SalsaBookshelf

IndexedHBase - MyHBase Users' Guide

Overview

MyHBase is a software package for building a dynamic HBase deployment in an HPC job. It is an extension to the MyHadoop package, as illustrated in Figure 1. MyHBase can work in two modes: batch mode and interactive mode, corresponding to a batch HPC job or an interactive HPC job. In the batch mode, MyHBase provides a script that consecutively completes all the steps from nodes application, HBase deployment, user task execution, output collection, and deployment clean-up. In the interactive mode, MyHBase assumes the user already has nodes allocated to his/her job, and provides two separate scripts for starting a dynamic HBase deployment and clearing it up.

Figure 1. MyHBase.

Configurations

(1) Prerequisites:

Download and decompress Hadoop, HBase, and MyHBase to different directories on the distributed file system that is mounted on the nodes of the HPC cluster.

(2) Job-specific configurations:

In batch mode, change the job-specific parameter values on the top of pbs-myhbase-batch.sh to configure your HPC job, including number of nodes to apply, reservation time, ect. MyHBase only supports the PBS queue scheduing system currently, and support for other systems will be added later.

(3) MyHBase related configurations:

Go to the directory for MyHBase, and change the following environment variables in the corresponding scripts:

MY_HBASE_HOME : the decompressed direcotry for MyHBase. (In bin/setenv.sh, pbs-myhbase-batch.sh, myHBaseInteractiveStartSystem.sh, myHBaseInteractiveStopAll.sh.)

HADOOP_HOME : the decompressed direcotry for Hadoop. (In bin/setenv.sh.)

HADOOP_DATA_DIR : a directory existing on the local file system of every cluster node; this will be used to store data for HDFS. (In bin/setenv.sh.)

HADOOP_LOG_DIR : the directory to be used for writing the log files from Hadoop name node, job tracker, data nodes, and task trackers. Set this to a shared directory on the distributed file system so that you can easily check the logs of all those processes without separately logging in to every node. (In bin/setenv.sh.)

MY_NODES_LIST : path to a file that will be used to store a list of allocated nodes to your HPC job. This has to be under a direcotry of the shared distributed file system. A good option is $MY_HBASE_HOME/nodes.txt. (In bin/setenv.sh.)

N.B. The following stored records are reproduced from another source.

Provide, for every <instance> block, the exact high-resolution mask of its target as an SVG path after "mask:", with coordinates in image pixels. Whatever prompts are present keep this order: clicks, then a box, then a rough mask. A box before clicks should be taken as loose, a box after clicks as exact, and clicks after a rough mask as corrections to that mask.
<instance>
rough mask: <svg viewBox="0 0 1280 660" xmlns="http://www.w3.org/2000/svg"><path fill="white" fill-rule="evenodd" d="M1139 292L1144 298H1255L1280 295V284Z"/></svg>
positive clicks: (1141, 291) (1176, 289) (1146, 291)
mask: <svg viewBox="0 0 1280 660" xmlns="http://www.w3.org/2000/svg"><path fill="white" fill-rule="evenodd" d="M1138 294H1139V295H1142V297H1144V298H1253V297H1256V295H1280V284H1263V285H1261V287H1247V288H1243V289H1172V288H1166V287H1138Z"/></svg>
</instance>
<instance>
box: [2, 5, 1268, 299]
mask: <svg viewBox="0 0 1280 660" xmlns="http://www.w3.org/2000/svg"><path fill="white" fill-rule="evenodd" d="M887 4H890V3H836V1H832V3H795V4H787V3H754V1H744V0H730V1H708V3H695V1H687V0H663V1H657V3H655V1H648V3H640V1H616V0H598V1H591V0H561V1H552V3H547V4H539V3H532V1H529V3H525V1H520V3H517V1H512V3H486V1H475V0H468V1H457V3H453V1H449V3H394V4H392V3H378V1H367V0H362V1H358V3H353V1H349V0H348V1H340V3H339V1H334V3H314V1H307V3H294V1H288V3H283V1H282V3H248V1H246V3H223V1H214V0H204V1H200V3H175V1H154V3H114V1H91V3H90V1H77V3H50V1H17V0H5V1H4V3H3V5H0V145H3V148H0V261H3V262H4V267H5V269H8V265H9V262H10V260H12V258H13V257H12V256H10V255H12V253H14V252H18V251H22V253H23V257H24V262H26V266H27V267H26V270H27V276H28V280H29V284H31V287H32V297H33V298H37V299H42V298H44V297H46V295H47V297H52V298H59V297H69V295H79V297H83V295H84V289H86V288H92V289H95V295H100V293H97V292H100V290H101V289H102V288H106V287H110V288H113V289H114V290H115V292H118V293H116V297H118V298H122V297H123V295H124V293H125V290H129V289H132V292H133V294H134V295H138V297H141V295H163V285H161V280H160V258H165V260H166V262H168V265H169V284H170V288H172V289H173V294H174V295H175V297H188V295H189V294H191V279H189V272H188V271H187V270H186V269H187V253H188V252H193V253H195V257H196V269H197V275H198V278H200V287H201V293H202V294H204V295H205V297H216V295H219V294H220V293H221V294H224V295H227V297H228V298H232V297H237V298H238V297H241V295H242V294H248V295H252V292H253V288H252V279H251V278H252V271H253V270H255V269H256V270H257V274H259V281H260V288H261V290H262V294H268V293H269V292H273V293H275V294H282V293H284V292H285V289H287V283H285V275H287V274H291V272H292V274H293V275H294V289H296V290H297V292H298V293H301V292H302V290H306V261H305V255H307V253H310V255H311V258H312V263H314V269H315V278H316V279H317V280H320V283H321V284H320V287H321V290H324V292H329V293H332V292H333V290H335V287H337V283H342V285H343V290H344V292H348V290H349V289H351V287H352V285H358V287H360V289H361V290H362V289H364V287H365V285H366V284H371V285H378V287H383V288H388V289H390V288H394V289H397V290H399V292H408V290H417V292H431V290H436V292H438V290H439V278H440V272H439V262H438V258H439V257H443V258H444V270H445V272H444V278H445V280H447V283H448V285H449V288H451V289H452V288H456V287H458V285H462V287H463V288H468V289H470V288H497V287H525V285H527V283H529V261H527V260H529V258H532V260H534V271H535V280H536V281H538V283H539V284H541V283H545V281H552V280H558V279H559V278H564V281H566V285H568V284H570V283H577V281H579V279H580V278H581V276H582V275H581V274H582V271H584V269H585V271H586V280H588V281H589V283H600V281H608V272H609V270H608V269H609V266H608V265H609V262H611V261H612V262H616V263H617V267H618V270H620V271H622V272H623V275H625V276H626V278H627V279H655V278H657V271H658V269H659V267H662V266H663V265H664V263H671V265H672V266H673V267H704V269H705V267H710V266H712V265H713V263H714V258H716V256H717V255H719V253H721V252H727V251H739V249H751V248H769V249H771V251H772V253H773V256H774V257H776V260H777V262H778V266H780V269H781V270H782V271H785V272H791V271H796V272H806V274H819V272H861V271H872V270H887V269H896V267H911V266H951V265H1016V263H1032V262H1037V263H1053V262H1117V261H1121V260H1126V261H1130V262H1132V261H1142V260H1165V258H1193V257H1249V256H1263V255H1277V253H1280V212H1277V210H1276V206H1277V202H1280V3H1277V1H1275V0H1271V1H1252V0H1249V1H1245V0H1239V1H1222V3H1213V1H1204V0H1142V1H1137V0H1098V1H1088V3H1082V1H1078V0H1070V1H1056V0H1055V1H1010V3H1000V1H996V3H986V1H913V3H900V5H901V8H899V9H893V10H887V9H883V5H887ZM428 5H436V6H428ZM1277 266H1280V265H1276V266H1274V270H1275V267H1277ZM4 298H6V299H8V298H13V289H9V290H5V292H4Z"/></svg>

HBASE_HOME : the decompressed direcotry for HBase. (In bin/setenv.sh.)

ZOO_KEEPER_DATADIR : a directory existing on the local file system of every cluster node. This will be used to store data for zookeepers. (In bin/setenv.sh.)

JAVA_HOME : Java installation directory on the shared distributed file system. (In bin/setenv.sh.)

(4) Hadoop and HBase related configurations:

The Hadoop and HBase configuration template files can be found under $MY_HBASE_HOME/etc. Customize your Hadoop and HBase configurations by setting properties in corresponding .xml files. E.g., "dfs.replication" in hdfs-site.xml, "hbase.rootdir" in hbase.rootdir, etc.

(5) Special issues to pay attention to:

By default, MyHBase uses the first node in $MY_NODES_LIST as Hadoop head node, the second node in $MY_NODES_LIST as the HBase master node, and the next three nodes as the zookeeper quorum. Besides, it treats $HADOOP_LOG_DIR as a directory on the shared distributed file system. If you need to change these for any reasons, read through bin/pbs-configure.sh and bin/pbs-cleanup.sh to make necessary modifications.

Running your HBase applications

In batch mode, add codes for running your HBase applications and collecting results under the comment line "#### Add codes for running your HBase applications here. ####" in pbs-myhbase-batch.sh, and then do "qsub pbs-myhbase-batch.sh".

In interactive mode, write your own scripts for running your HBase applications and collecting results. Make sure to source $MY_HBASE_HOME/bin/setenv.sh and set up necessary environment variables in your scripts. After getting nodes allocated to your interactive HPC job, login to the head node of your job allocation, and go to $MY_HBASE_HOME. Then run myHBaseInteractiveStartSystem.sh, your application running scripts, and myHBaseInteractiveStopAll.sh in order.